The DAS1 and DAS2 datasets have relatively high following speeds, with data distributions that are centered around 60 km/h and 110 km/h. The Waymo dataset, on the other hand, has the lowest following speeds, as the car-following events primarily occur in low-speed driving scenarios in urban streets. However, HighD exhibits high following speeds, with data distributions that are centered around 80 km/h, which is related to the expressway driving scenario.

Time gap

The Lyft dataset exhibits the largest time gap compared to other datasets. This dataset is particularly useful for studying car-following behavior in situations with longer following distances or larger time gaps between vehicles in urban streets. Researchers can analyze this dataset to gain insights into how drivers adjust their behavior during transitions between car-following and free-driving modes. On the other hand, the HighD dataset is characterized by small time gaps and a concentration of around 1 second. This dataset provides valuable support for studying car-following behavior on expressways, aiming to improve traffic flow and reduce congestion.

Absolute relative speed

Most datasets exhibit similar data distributions for absolute relative speed, suggesting that there may be some common driving behaviors across different locations and traffic conditions.

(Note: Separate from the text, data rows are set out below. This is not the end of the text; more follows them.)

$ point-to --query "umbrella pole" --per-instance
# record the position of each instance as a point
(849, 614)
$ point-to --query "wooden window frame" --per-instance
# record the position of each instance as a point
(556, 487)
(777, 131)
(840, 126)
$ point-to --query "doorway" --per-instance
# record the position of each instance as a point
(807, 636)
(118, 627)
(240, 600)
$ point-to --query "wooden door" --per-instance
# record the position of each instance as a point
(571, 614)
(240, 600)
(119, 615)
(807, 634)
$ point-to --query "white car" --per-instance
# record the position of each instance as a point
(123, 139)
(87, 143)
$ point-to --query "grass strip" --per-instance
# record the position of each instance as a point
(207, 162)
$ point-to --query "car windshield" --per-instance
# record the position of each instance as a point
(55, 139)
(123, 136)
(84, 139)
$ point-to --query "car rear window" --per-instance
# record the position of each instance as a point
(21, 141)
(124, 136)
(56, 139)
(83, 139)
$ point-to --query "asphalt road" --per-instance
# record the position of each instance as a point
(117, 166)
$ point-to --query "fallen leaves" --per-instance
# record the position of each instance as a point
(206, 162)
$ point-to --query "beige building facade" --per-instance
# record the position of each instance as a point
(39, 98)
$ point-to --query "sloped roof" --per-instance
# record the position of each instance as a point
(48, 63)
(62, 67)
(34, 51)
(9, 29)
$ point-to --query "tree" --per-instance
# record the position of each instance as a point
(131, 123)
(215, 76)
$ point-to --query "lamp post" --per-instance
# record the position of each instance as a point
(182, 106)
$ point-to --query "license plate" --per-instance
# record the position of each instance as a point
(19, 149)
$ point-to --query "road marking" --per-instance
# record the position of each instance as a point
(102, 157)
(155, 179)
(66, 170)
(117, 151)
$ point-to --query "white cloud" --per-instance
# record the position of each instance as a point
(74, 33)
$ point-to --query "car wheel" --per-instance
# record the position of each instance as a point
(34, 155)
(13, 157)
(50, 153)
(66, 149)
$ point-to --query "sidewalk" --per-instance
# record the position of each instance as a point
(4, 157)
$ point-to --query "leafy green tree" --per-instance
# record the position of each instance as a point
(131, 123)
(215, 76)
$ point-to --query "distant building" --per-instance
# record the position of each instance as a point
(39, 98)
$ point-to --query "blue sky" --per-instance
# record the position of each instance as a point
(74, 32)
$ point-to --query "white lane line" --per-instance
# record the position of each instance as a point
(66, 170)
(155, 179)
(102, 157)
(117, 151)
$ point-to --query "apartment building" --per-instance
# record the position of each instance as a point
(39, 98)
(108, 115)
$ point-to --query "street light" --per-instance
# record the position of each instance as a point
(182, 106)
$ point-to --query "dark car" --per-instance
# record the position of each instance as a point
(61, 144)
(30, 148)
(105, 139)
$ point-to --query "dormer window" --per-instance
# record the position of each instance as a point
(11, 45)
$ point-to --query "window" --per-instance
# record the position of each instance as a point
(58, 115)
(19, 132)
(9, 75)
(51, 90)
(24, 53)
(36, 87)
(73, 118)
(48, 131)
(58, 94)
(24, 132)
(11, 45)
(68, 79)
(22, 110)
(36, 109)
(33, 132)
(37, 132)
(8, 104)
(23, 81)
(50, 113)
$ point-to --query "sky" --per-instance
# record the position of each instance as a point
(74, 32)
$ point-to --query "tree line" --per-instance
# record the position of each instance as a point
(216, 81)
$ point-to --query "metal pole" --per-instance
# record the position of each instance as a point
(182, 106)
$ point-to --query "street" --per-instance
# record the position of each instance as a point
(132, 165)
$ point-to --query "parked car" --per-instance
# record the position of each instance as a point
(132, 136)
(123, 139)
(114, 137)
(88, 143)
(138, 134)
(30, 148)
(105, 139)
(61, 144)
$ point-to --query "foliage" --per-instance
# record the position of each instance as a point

However, the Lyft dataset features a different distribution, with most car-following events exhibiting absolute relative speeds in the range of 2 m/s.

Absolute acceleration

The statistics indicate a higher likelihood of observing higher acceleration rates in both the Waymo and Lyft datasets. Thus, car-following behaviors captured in these datasets can be characterized as relatively more aggressive. These two datasets can serve as valuable resources for developing and validating car-following models that prioritize safety and conservatism.

Car-following duration

The car-following duration in the HighD is set to 15 seconds, while the NGSIM and DAS1 have an average car-following duration exceeding 35 seconds. These long-duration events provide valuable data support for studying long-sequence car-following behavior, enabling us to explore both inter-driver heterogeneity and intra-driver heterogeneity in driving styles.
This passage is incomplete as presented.